La lutte contre Al-Qaida est toutefois loin d'être terminée. Le docteur Ayman Al-Zawahiri est encore dans la nature. Il est apparu au début juin dans un enregistrement vidéo pour soutenir les révolutions arabes. Cela tend à prouver que, comme c'était le cas pour Oussama Ben Laden, il n'est pas réfugié au fin fond d'une grotte, mais beaucoup plus probablement dans une localité qui lui offre des facilités logistiques importantes. L'Egyptien Saif Al-Adel, le nouveau leader théorique d'Al-Qaida, est également libre de ses mouvements. C'est à se demander si après un bref séjour au Pakistan, où il est arrivé à la mi-2010, il n'est pas retourné s'abriter en Iran où il séjournait depuis 2001 sous la protection bienveillante des pasdaran…
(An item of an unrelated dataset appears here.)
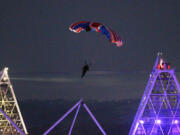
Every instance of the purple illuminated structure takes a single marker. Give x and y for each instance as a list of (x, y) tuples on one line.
[(11, 120), (77, 105), (159, 110)]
Bousculé sur le plan idéologique par les révolutions arabes – les manifestants, manipulés ou non, ne réclamant en aucun cas l'établissement d'un califat mondial, but ultime d'Al-Qaida -, pourchassés par les Américains et leurs alliés qui s'appuient désormais sur des renseignements de première qualité, privé de leader charismatique, l'organisation de Ben Laden parait être profondément déstabilisée. De nouvelles pertes majeures devraient d'ailleurs être annoncées sous peu. Un des indices qui laisse à penser que le mouvement est en mauvaise posture réside dans le fait qu'il a été incapable de « venger la mort de son leader » en se livrant à un attentat significatif en dehors du Pakistan ; qui reste sa zone de prédilection, ou en Occident. Cela n'exclut pas que quelques « loups solitaires » ne lancent des actions désespérées mais ces dernières n'auront qu'un impact tactique limité si les autorités et les médias savent garder leur calme.
Les mouvements franchisés comme Al-Qaida au Maghreb islamique (AQMI) sont en train de se réorganiser pour s'adapter aux nouvelles conditions. Pour eux, il n'est plus possible de compter sur le noyau central de l'organisation terroriste et il va lui prendre en compte les situations locales spécifiques. Cela devrait prendre du temps. Nul ne sait quand les terroristes réapparaîtront sur le devant de la scène et sous quelle forme exacte. Mais il ne faut pas se faire d'illusions : leur haine de l'Occident et leur pouvoir de nuisance restent bien présents. Le grand changement réside dans le fait qu'ils vont renationaliser leur combat dans le but d'obtenir des résultats dans les régions où ils sont présents. Par contre, l'internationalisme va passer au second plan de leurs préoccupations, ce qui ne veut pas dire qu'AQMI ne s'en prendra pas à l'Europe en général et à la France en particulier.